İşte bu gerçekliğin neticesidir toplumsal dayanışma!

Toplumlarda büyük meseleler dayanışma ile çözülür. Müşkül durumlar dayanışma ile aşılır. Azlık, çokluğun paylaşımı ile orantı bulur, toplumsal denge sağlanır.

“Dayanma” ifadesi üzerinden “dayanışma”ya varışımın gerekçesi, görünmez yaslanışlarımızın yani ki ruhumuzun, kalbimizin, aklımızın ve bedenimizin saklı dayanışları, insanın fıtraten “dayanak” ve “dayanma” ihtiyacına bir çözüm, bir inkişaf, bir emanet bilinci, bir birlik ve beraberlik prensibi olarak Âlemlerin Rabbi Allah’ın iman edenlere toplumsal bir reçete olarak sunduğu, farz kıldığı zekâtla izhar olup izah buluşundandır.

Evet, zekât her “zengin” mü’min üzerine farzdır.

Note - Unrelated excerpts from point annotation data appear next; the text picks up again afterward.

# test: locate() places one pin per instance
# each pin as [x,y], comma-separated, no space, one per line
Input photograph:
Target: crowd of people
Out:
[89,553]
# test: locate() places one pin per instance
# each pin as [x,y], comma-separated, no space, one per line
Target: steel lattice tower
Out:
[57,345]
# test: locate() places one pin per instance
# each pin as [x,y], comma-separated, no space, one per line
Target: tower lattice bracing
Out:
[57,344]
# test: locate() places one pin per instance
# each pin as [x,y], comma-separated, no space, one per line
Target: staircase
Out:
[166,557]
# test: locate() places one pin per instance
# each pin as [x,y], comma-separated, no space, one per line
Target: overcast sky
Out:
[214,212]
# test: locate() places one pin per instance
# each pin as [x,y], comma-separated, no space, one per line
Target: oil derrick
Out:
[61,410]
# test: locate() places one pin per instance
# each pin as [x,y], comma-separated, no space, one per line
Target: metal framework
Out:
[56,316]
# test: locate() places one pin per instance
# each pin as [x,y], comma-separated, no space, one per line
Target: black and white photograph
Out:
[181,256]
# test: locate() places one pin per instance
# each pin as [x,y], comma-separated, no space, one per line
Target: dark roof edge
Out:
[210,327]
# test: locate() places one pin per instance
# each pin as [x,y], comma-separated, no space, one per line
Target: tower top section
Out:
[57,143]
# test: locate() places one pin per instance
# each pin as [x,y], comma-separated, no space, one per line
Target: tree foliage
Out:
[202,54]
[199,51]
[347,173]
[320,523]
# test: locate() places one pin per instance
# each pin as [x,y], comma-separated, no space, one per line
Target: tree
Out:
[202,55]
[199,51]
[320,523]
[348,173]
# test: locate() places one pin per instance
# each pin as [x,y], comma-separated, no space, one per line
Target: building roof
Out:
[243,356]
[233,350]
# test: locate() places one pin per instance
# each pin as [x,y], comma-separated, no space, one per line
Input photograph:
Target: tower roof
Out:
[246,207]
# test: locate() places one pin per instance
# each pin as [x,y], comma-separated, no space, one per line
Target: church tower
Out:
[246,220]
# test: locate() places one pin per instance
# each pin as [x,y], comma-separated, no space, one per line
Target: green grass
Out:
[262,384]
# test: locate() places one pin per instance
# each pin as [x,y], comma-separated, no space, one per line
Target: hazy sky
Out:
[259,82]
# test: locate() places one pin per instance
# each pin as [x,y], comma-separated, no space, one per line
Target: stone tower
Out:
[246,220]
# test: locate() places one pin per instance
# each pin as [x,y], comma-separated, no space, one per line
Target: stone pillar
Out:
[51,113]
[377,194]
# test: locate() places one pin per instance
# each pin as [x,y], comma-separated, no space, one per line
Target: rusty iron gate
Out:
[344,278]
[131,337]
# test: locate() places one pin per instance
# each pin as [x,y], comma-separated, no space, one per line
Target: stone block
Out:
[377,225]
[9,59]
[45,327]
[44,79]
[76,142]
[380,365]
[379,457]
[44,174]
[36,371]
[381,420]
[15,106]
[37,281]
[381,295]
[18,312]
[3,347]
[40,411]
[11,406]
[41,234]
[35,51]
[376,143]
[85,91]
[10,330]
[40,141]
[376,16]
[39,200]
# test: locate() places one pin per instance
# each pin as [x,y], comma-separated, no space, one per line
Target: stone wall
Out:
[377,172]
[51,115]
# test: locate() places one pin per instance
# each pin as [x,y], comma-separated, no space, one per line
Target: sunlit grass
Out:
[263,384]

Kendisine ikram edilen zenginliğin kırkta birini infak ile mü’minler, İlâhî vahyin emrine dayanırlar. Ruhları infaktan hâsıl olan saadete ulaşır.

Toplumda açık bir yara gibi kanayan yoksulluğa merhem olsun diye farz kılınmış zekât, insanı insan kılan, toplumun inkişafına vesile olan “dayanışma” ile gelir dağılımını sağlamanın, halkların iktisadî formüle duyduğu ihtiyacı karşılamanın, müreffeh ve adil bir yaşantının çözüm anahtarıdır.

İçinde bulunduğumuz kutlu günler tam da bu dayanışma ruhunun hayata geçirilmesi gereken zamanlardır.

Şimdi, yetim bir çocuğun üzerinde bayramlık, yoksul bir ailenin sofrasında lezzet, borçlu bir adamın omzunda ferahlık, darda olan bir annenin kalbinde huzur, memleketine gidemeyen bir yolcunun hasretine vuslat, kimsesiz bir yaşlının bekleyişine tebessüm, sağlığına varını yoğunu harcamış bir hastaya şifa olmak vaktidir!

Unutmayalım ki, keder sadece başına gelenin imtihanı değil, o kederle hemhâl olana temas eden herkesin imtihanıdır! Yardımlaşmak, dayanışmak, dayanmak öyle herkese nasip olacak bir fırsat değildir.

Öyleyse kederi bölüşmenin, yardımlaşmanın, dayanışmanın da bir nasip meselesi olduğu hakikatini sıklıkla nefislerimize hatırlatalım. Ki şu ölümsüz sandığımız varlığımız, ölümümüzden sonra böylesi paylaşımlarla sonsuzlukta izah bulsun…

Sevinçleri paylaştığımız ve görünmez dayanaklara yaslandığımız kadar dayanışmak nasibimiz olsun!